Most styes drain and resolve on their own within one to two weeks. The most effective thing you can do to speed the process is apply a warm compress. The American Academy of Ophthalmology recommends holding a clean, warm cloth against the affected eye for about five minutes at a time, two to four times per day. The heat softens the clogged oil, encourages the gland to open, and helps pus drain naturally. Resist the urge to squeeze or pop a stye, which can push the infection deeper into the tissue.

While the stye is healing, avoid wearing eye makeup and contact lenses. Reusing contaminated products can reintroduce bacteria and cause the stye to recur or worsen.

When a Stye Becomes Serious

Styes rarely cause complications, but in uncommon cases the infection can spread beyond the gland into the surrounding eyelid tissue. This condition, called preseptal cellulitis, causes the entire eyelid to become swollen, red, and warm.
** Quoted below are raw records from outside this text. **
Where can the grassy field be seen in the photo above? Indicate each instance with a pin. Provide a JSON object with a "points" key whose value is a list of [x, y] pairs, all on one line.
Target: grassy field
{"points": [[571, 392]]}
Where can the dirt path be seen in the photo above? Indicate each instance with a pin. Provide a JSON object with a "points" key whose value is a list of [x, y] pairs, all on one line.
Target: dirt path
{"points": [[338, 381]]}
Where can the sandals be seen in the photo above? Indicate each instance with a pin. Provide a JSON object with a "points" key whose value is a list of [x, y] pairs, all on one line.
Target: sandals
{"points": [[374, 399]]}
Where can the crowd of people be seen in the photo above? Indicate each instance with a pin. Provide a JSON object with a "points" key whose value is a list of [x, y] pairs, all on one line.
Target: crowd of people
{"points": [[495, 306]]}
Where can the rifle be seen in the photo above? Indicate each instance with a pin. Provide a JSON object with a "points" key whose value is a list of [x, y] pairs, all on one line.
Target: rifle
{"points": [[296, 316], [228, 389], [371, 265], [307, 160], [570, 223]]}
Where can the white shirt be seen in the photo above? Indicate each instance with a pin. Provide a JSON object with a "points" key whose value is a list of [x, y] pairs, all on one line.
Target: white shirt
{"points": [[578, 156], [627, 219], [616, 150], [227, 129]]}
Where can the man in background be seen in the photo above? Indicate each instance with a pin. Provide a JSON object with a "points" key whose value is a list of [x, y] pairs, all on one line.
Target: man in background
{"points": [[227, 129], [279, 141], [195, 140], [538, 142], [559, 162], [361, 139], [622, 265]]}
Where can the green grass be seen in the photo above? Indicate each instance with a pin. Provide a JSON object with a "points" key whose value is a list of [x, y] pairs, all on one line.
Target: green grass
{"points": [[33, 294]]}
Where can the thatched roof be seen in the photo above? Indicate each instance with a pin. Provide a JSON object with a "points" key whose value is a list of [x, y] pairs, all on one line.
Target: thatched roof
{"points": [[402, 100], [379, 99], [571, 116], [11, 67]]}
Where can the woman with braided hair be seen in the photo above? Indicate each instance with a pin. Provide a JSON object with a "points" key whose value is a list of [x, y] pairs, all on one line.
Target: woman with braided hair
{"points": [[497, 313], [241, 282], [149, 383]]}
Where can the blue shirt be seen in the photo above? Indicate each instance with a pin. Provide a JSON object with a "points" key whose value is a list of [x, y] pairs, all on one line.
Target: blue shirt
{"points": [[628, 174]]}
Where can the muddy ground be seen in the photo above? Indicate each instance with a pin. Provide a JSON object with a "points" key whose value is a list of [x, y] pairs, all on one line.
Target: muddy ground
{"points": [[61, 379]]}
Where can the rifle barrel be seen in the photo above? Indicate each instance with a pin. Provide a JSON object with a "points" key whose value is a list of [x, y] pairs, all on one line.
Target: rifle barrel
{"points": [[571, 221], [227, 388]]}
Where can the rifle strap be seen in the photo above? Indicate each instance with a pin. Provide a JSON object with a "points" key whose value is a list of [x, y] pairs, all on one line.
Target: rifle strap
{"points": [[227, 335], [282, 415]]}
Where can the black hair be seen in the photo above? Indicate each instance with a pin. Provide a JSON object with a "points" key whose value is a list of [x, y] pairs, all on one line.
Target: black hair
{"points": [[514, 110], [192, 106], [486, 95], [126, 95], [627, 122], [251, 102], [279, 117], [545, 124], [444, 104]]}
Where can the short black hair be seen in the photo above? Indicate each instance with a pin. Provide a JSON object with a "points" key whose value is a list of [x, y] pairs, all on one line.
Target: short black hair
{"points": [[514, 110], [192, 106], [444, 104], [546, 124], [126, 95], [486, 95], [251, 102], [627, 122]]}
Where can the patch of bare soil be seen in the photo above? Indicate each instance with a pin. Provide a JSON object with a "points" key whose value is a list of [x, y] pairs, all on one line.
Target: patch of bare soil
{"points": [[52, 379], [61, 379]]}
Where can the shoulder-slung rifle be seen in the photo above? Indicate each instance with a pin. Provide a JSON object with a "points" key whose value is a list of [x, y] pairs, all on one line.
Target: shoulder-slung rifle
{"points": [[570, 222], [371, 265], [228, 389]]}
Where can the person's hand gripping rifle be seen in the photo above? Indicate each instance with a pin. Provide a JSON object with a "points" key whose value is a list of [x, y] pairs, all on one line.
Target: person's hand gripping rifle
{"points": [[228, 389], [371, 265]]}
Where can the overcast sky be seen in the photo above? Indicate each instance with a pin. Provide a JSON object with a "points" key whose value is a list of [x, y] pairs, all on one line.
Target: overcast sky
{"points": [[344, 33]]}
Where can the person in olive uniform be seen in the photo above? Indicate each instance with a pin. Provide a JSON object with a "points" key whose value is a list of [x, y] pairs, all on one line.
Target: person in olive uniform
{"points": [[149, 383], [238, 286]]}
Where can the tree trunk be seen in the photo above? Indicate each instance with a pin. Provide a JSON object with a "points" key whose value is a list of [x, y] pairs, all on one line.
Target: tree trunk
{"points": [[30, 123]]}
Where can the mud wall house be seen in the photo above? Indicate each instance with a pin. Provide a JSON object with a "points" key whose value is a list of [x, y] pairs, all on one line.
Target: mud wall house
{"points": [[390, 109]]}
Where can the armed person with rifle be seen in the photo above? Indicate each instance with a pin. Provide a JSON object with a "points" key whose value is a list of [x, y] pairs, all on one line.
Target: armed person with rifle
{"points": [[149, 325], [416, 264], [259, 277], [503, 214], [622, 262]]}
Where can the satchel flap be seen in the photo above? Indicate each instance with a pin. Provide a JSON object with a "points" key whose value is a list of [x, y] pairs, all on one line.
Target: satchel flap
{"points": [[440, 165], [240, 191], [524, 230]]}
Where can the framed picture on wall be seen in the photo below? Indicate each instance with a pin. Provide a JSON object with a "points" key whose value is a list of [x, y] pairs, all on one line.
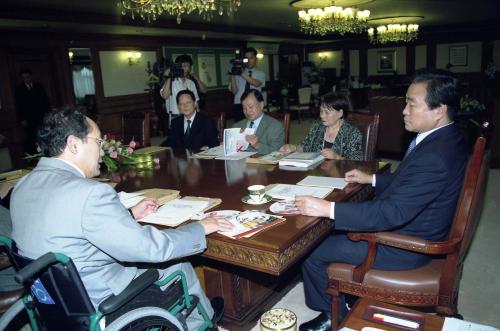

If swelling spreads to the area around the eye socket, you develop a fever, experience eye pain, notice vision changes, or see the eye starting to bulge forward, those are signs the infection may be moving deeper and needs urgent medical attention. Children are particularly susceptible to this progression.

A stye that hasn’t improved at all after two weeks of consistent warm compresses, or one that keeps coming back in the same spot, may need to be drained by a doctor or evaluated for an underlying condition like blepharitis or rosacea that’s keeping the cycle going.